YouTube Delivers Knock-Out Punch to Competitors

YouTube co-founder Chad Hurley has hinted future plans of revenue-sharing at YouTube in the coming months. The BBC is speculating that the ads might take the form of 3-second pre-roll, but Chad Hurley didn’t mention that in his comments.

The millions of YouTube videos is a huge inventory that finally gives advertisers a real reason to start investing in the creation of video ads and begin using Google AdSense Video.

I believe there will be three parties seeking compensation:

  • Video content owners — owners of original content. (An audio “fingerprinting” copyright system has been in the works for a while, which will match videos up with content owners, in order to compensate audio/video content owners.)
  • Video content creators — users that mash-up content into custom creations.
  • Publishers — user/company that displays a video on their website to visitors.

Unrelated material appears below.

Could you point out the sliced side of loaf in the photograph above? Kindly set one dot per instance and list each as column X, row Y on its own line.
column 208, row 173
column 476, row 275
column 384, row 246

One of the many questions is whether ads will appear on YouTube videos that are displayed on websites outside of YouTube.com. If I’m a publisher, I’d want the option to make revenue on a video I publish — but if I’m a publisher (user) on MySpace, MySpace is the ultimate publisher. MySpace is loaded with YouTube videos, but MySpace doesn’t allow external advertising on their website. Also, MySpace has been blocking external widgets randomly and without explanation, so I would imagine that YouTube wouldn’t take a chance by displaying ads in videos that are seen on MySpace pages. Google is already in bed with MySpace, which could lead to rev-share discussions of ads within YouTube videos that stream on MySpace — and also ensure that YouTube doesn’t ever become an unexplained banned victim of MySpace.

YouTube competitors have worked to differentiate themselves by compensating video content creators, but once YouTube enters this game with their top-dog status already — I question what would make a user go to a lesser-visible video site such as Revver, Guba, Metacafe, etc. Competitors have been struggling of recent — Revver lost two founders and Guba lost its’ CEO and two executives.